Llevaba tiempo escuchándolo. De clientes, de contactos, de gente del sector.
«Con la IA, a los SEOs os va a ir fatal.»
Lo entiendo. La narrativa tiene lógica aparente: si la gente empieza a buscar en ChatGPT en vez de en Google, el SEO pierde sentido. Y si cualquiera puede usar IA para generar contenido, ¿para qué contratar a alguien que se dedica a posicionar?
El problema es que la narrativa no se sostiene cuando miras los datos y la realidad del trabajo.
GEO es SEO con otro nombre
Si cuando lees GEO lo primero que te viene a la cabeza son tipos de negro con armas y pasamontañas… bueno, esos también son GEO, pero igual no estás en el blog adecuado.
Para los demás: GEO son las siglas de Generative Engine Optimization.
Desde que los grandes sistemas de IA desarrollaron capacidad de búsqueda y recomendación, surgió un término: GEO (Generative Engine Optimization). La idea es que hay que optimizar para aparecer en la IA igual que antes se optimizaba para Google.
El problema con ese planteamiento es que los requisitos son prácticamente los mismos.
OpenAI dice que para aparecer citado en ChatGPT necesitas contenido claro y estructurado, autoridad demostrable, menciones en fuentes de terceros y accesibilidad técnica para sus crawlers. Google dice que para aparecer en sus AI Overviews necesitas responder preguntas directamente, autoridad visible del autor, datos verificables y presencia en fuentes externas. Anthropic trabaja con los mismos principios.
Vamos: E-E-A-T, contenido que responde intención de búsqueda, autoridad de dominio, datos estructurados, menciones externas.
Exactamente lo que lleva exigiendo el SEO desde hace años. Llamarlo GEO no cambia lo que hay que hacer. Y el profesional que lleva años haciendo eso para Google es, por definición, el más preparado para hacerlo para la IA.
Más trabajo, no menos
Este año tengo más clientes que nunca. Cuando lo menciono entre colegas, la respuesta habitual es: «yo igual.»
No tengo datos de sector que lo respalden, solo observación directa. Pero es demasiado consistente para ser casualidad.

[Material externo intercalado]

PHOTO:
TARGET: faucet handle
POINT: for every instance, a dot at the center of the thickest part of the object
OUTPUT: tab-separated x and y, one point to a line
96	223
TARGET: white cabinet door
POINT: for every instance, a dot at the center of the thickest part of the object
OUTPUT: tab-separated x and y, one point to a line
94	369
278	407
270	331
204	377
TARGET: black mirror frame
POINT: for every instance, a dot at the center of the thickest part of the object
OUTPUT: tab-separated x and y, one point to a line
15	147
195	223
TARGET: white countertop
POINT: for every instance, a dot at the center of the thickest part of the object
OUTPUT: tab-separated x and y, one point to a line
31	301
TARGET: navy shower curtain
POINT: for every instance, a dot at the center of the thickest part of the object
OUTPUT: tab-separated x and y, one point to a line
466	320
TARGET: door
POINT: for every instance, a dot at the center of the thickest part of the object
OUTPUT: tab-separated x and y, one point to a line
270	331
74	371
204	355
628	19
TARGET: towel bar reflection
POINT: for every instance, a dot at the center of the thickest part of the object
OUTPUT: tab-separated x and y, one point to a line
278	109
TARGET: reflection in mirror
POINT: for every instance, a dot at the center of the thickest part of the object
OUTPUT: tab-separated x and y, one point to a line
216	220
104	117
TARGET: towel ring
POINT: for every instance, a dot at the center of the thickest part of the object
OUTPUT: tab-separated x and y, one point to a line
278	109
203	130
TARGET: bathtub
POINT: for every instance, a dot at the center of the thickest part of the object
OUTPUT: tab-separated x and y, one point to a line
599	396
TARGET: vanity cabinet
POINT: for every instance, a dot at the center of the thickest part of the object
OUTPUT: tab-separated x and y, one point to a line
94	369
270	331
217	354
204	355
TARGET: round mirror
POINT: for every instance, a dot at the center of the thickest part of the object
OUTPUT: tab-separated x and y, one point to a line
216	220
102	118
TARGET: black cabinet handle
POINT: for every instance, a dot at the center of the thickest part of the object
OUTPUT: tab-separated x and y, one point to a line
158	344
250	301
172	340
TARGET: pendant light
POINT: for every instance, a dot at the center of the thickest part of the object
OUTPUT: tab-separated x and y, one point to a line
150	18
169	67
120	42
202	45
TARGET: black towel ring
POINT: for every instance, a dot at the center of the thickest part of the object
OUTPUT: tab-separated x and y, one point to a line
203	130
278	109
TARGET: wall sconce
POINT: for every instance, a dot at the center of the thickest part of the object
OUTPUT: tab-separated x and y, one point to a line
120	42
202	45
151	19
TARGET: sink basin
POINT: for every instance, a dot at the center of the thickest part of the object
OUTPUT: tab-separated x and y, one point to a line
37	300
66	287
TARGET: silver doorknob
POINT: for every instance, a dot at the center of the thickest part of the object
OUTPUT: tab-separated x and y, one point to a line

La explicación más probable: las empresas que antes ignoraban el SEO ahora sienten la presión de la visibilidad en IA y se dan cuenta de que no saben cómo funciona. Y los que llevamos tiempo en esto somos los que tienen el contexto para ayudarles.
Las búsquedas crecen. El tráfico a webs, no.
Este es el matiz que más se ignora en el debate. Google procesa más de 13.600 millones de búsquedas al día en 2026, con un crecimiento interanual superior al 20%. Las búsquedas en IA no han reemplazado a las de Google — se han sumado.
Lo que sí ha cambiado es cómo se distribuye el tráfico. Con los AI Overviews respondiendo directamente en la página de resultados, el tráfico orgánico hacia webs ha caído un tercio interanual. Eso es real y hay que gestionarlo.
Pero el volumen de búsquedas no ha desaparecido. El juego no ha terminado — ha cambiado las reglas. Y cambiar las reglas no elimina la ventaja de quien las conoce mejor.
La IA detecta. El SEO decide.
Uso herramientas de IA a diario. Para analizar datos, detectar patrones, acelerar tareas que antes llevaban horas. Es una ventaja real.
Pero la semana pasada un cliente me mandó un informe SEO generado automáticamente. El script había identificado una URL con impresiones creciendo para una búsqueda concreta. Lógica correcta: keyword cerca de entrar en zona de clics, oportunidad accionable.
Le pedí que no ejecutara nada todavía.
Esa URL posiciona por varios términos, algunos con más volumen que el detectado. Tocar el title o el H1 para optimizar uno puede desajustar los otros. Además, el pico tenía una estacionalidad clara — en abril y mayo siempre suben esas búsquedas para caer igual de rápido.
La automatización había detectado una señal real. Lo que no podía hacer es evaluar el contexto completo antes de actuar.
Detectar con automatización: perfecto. Decidir con automatización: ahí está el riesgo.
El criterio para interpretar lo que detecta la IA no se instala. Se acumula con años de trabajo.
La IA no mató al SEO. Lo confirmó.
Los requisitos para aparecer en sistemas de IA son los del SEO de siempre. El volumen de búsquedas no ha bajado. Los SEOs con experiencia estamos más ocupados que antes, no menos. Y las herramientas de IA nos hacen más eficientes sin reemplazar el criterio que solo da la experiencia.
Que algunos sigan pensando que nos pinta mal es, en cierta forma, una ventaja competitiva.